Answering the Call

flycar

Well, after a long time away from the Grueling Slog that is submitting work for publication (I had a coaching business and then went and got a second masters degree; I wasn’t just sitting around eating bonbons), I am finally back in the game, and my word, how the game has changed. Ten years ago I was still printing poems out and sticking them in envelopes with a Self-Addressed Stamped Envelope for return. How 19th century that feels now. In comparison, the new online submission vehicle, Submittable, feels like a flying car.

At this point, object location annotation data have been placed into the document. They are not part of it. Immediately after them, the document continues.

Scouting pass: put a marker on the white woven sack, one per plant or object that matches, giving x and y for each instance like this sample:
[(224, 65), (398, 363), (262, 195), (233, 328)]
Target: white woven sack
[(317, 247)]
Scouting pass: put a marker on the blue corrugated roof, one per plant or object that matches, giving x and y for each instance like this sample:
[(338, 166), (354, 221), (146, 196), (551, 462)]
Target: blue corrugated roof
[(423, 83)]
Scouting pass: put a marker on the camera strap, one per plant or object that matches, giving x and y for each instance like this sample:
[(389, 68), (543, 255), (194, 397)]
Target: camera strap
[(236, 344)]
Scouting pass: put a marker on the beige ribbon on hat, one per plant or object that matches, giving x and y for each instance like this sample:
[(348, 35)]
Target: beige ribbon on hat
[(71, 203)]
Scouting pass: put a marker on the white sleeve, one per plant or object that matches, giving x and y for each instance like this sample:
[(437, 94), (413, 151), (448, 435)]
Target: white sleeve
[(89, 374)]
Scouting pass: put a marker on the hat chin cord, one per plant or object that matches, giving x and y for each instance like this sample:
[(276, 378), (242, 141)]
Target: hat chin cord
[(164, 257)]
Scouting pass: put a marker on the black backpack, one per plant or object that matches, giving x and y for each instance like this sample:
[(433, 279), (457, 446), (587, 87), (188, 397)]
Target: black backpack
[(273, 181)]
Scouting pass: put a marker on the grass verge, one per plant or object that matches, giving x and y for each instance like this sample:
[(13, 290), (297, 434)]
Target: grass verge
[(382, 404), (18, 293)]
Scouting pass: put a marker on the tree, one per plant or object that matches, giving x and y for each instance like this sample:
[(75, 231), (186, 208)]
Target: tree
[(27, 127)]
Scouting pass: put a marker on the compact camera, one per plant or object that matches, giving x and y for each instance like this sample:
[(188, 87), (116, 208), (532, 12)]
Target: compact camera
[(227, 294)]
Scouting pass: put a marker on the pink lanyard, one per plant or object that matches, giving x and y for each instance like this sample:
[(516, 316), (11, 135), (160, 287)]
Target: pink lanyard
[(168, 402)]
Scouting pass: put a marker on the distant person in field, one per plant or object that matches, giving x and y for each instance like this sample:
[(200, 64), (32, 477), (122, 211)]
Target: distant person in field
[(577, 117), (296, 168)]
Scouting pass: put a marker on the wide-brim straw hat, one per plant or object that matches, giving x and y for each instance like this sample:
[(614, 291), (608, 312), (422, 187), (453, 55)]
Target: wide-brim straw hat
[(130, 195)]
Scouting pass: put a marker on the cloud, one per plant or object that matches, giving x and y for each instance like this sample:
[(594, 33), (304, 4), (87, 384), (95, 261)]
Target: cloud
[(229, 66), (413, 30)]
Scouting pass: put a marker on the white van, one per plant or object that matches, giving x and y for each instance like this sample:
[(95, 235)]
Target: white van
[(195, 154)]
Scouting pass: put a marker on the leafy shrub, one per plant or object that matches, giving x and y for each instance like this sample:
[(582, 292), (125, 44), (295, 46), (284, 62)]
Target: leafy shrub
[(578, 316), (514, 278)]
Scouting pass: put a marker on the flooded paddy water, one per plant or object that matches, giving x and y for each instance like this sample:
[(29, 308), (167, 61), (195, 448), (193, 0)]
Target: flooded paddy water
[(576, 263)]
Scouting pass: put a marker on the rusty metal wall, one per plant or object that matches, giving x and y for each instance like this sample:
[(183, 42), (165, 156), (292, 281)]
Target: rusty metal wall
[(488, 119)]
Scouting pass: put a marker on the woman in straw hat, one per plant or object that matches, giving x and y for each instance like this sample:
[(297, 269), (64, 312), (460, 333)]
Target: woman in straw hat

One thing that has stayed the same, though, is how I feel about Calls for Submission that are vague or cheeky. “Our only criterion is excellence” is a load of horse hockey; once you get past the beginner stages of creative writing, excellence becomes more and more subjective. What I like better is when they tell you who they’ve published. Also, general calls are less interesting to me than theme-based calls. If somebody says the theme is “storms” then I have a good idea which of my poems to submit, whether the stormy weather in them is real or metaphorical.MUSASHI_MIYAMOTO_by_BARCYD

A recent one that I have been playing with is “elements.” This one is cool because you could take it to mean parts of a whole, the Table of Elements, or any of a variety of cultures’ primary elements, from the four of Western Euro-culture (earth, air, water, fire) to the five of China or Japan or…. For example, the 16th century Japanese sword master Miyamoto Musashi (pictured above) after whom my cat is named (pictured below, photo by Jack Siberine), split The Book of Five Rings into five parts named after earth, air, water, fire, and the void. I wrote a really cool poem about the void that I am sending out (yes, it mentions lost socks). But I can also send out one about the painter Hiroshige, who was a fireman’s son in Edo (now Tokyo) in a time and place when/where a small fire could wipe out whole portions of a city where most buildings were made of wood. I could write about alchemists trying to turn lead to gold, or about Superman’s trouble with kryptonite. The themes not only make it easier to pick out poetry I have already written, but it also inspires me to write more.

Mu with String

And we all want to find ways to write more.